Strategic Income Outlook
Written in 1606, Shakespeare’s words are just as relevant today. Tweets and eye-catching headlines dominate the news cycle and many conversations, but when you parse them for impactful content, you realize it’s mostly just white noise. Heated debates about whether the Federal Reserve (the Fed) will raise the fed funds rate three, four or more times this year, the constant bloviating by politicians, inflation fears, Twitter battles, grandstanding on North Korea, DACA or the belligerent posturing during the NAFTA negotiations have thus far caused mostly ephemeral reactions and carry no lasting economic impact – the final resolutions have generally been tamer than the brash and furious onsets. Despite these distractions, the economy continues to grow, and in general life goes on. Business leaders and many in government around the world get the joke and are acting rationally. Namely, they are controlling what they have the power to oversee and not focusing on what they cannot. Gross Domestic Product (GDP) growth is rising steadily and inflation is brewing but is not yet a danger. Tax cuts are feeding through the economy, and as the Fed hikes are pushing short-term interest rates higher, savers are finally earning a reasonable return on their cash. Investors would do well to ignore the false signals, tune out the noisy distortions of the facts and focus on what really matters.
As we pointed out in our January 2018 Outlook, the Fed is nonplussed about the causes of inflation and how to control it. Nonetheless, they have pumped the economy full of liquidity since the great financial crisis of 2008 in an attempt to prevent a further meltdown and to generate growth above their 2% target. Success is finally at hand, but rather than causing celebration it seems to have only engendered more hand wringing. As we mentioned last quarter, and our colleague, Eddy Vataru, highlighted on Osterweis.com, two statistical indicators the Fed utilizes – the Underlying Inflation Gauge (UIG) and the Fed Dot Plot – are both indicating continued growth. Heightened inflation often follows accelerating growth and since inflation is generally the single largest factor on the Fed’s watch list, given its dual mandate of stable prices and full employment, it bears further examination.

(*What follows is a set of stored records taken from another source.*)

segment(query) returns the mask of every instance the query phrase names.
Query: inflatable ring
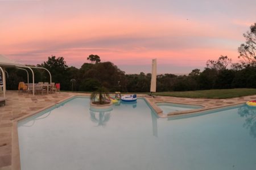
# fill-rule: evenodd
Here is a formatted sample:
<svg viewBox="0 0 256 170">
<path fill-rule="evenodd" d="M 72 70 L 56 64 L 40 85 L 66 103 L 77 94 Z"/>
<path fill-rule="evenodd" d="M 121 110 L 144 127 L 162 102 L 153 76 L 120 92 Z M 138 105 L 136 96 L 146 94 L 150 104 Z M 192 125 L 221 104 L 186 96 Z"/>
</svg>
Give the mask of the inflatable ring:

The widely followed Consumer Price Index (CPI) has risen 2.2% over the last twelve months, which is above the Fed’s annual inflation target rate of 2%. The UIG, which has some predictive elements in it, was 3.06% for February, an increase from the upwardly revised 3.01% seen in January. With both measures well above the 2% target, don’t be surprised if the Fed raises its inflation target! We are closely watching several factors that could contribute to a rising level of prices. One is transportation. Company after company has confirmed on year-end earnings calls that the rising cost of shipping goods to market is becoming a problem. Tougher regulations and a demographic shift away from trucking jobs have created a shortage of long-haul truck drivers in the U.S., and this has driven up costs. So far, companies have mostly absorbed this increase, but that can only last for so long. As they look to pass along these costs, their customers will have little recourse but to also pass them on to consumers in the form of higher prices.